Where M(t) is the L*N EMG signals matrix (L muscles and N number of samples), W is the L*S synergy matrix (S number of synergies), and H is the S*N coefficient matrix. The weight matrix W comprises the weights of individual muscles for the corresponding synergies, while the activation matrix H denotes the level of activation or utilization of each synergy for force generation. Under this framework, the contribution of an individual muscle to the task performed can be expressed as a linear combination of the product of its weight Wi and the corresponding activation coefficient Hi(t).

In muscle synergy analysis, it becomes imperative to determine the value of S, which represents the number of muscle synergies. The guiding principle for determining this value is to minimize the number of synergies while ensuring that the reconstructed EMG signal closely approximates the original signal.

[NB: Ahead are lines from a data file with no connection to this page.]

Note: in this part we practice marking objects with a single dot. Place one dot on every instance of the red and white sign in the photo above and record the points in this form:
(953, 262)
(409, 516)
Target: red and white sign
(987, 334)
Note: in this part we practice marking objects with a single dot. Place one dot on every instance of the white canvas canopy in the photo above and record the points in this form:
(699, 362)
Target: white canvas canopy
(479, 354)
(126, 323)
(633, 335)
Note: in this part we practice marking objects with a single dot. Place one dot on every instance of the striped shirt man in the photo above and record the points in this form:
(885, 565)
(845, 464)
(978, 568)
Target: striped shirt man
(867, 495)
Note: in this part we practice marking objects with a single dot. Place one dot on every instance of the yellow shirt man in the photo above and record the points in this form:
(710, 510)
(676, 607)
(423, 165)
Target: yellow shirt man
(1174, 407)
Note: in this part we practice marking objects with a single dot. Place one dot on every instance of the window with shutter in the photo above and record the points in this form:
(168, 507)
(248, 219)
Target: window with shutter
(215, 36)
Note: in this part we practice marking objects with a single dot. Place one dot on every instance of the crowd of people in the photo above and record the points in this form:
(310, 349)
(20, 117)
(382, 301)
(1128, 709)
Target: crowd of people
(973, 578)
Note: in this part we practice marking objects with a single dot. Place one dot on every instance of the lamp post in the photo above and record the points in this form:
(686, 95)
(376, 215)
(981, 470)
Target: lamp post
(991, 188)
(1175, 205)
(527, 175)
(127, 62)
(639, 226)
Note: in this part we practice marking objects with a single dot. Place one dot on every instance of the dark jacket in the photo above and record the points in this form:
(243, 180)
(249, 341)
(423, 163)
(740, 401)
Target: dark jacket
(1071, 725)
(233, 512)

The method used for this purpose is the variance accounted for (VAF) index [43], which is given by Eqn. 6. Here, X represents the matrix formed by the envelope-extracted EMG signal, A represents the activation matrix, and C represents the synergy matrix, both of which are obtained using the non-negative matrix factorization (NMF) method. The larger the number of muscle synergies, the closer the reconstructed EMG signal will be to the original signal. Typically, the value of S corresponding to a VAF greater than 0.9 is chosen as the number of muscle synergies.

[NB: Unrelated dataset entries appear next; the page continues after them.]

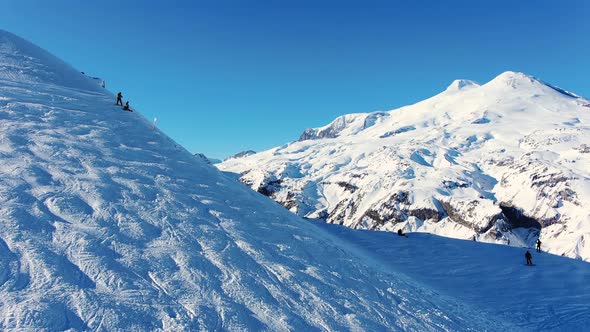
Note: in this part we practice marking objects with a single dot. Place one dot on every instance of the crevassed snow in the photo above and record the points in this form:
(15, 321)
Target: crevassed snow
(106, 224)
(471, 162)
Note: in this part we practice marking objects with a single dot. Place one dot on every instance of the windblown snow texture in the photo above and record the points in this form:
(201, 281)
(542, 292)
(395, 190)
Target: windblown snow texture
(106, 224)
(505, 162)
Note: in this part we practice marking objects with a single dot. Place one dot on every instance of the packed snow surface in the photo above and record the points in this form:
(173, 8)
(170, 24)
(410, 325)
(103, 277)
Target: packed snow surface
(503, 162)
(107, 224)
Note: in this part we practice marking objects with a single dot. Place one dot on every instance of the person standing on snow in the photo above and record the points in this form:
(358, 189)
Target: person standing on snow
(119, 99)
(529, 258)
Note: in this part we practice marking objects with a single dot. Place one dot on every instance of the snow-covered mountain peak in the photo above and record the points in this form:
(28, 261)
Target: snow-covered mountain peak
(476, 162)
(515, 80)
(459, 85)
(107, 224)
(23, 62)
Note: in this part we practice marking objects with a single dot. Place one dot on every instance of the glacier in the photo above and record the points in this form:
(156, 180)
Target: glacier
(503, 162)
(107, 224)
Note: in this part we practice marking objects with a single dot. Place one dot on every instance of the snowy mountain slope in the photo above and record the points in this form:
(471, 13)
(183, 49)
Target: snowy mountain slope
(554, 295)
(106, 224)
(502, 162)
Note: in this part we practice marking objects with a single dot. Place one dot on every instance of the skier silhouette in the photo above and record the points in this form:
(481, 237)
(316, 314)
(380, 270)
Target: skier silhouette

(6)$$VAF=1-\frac{\parallel {\left(M(t)-\sum _{i=1}^{\mathrm{s}}\left(W(i)*H(i)\right)\right)}^2\parallel }{{\parallel M(t)\parallel }^2}$$

In addition to comparing the number of muscle synergies, the similarity of muscle synergies can also be compared using various methods, including Pearson’s correlation coefficient, circular cross-correlation coefficient [44], and cosine similarity (CS) [45]. These methods can be used to compare the similarity between different muscle synergy structure matrices or activation coefficient matrix vectors. In this article, cosine similarity is used to measure the similarity of muscle synergy structure matrix vectors. The formula for cosine similarity is as follows:

(7)$$CS=\cos (\theta )=\frac{W_i*W_j}{\parallel W_i\parallel \parallel W_j\parallel }$$

The data were analyzed by SPSS version 24.0 for Windows (SPSS Inc, Chicago, IL, USA). All of the participants were tested for normality through the Shapiro-Wilk test. p values were derived from 2-way analysis of variance (ANOVA). The effects of several groups of dependent variables on stimulation results, such as stimulation time and electrode, frequency band and hand movements, and hand movements and stimulation time, were examined, respectively. Multiple comparison post-hoc tests were also conducted when the ANOVA found a significant effect and used the Bonferroni correction for multiple comparisons [46]. For all comparisons, p 0.05 was considered statistically significant.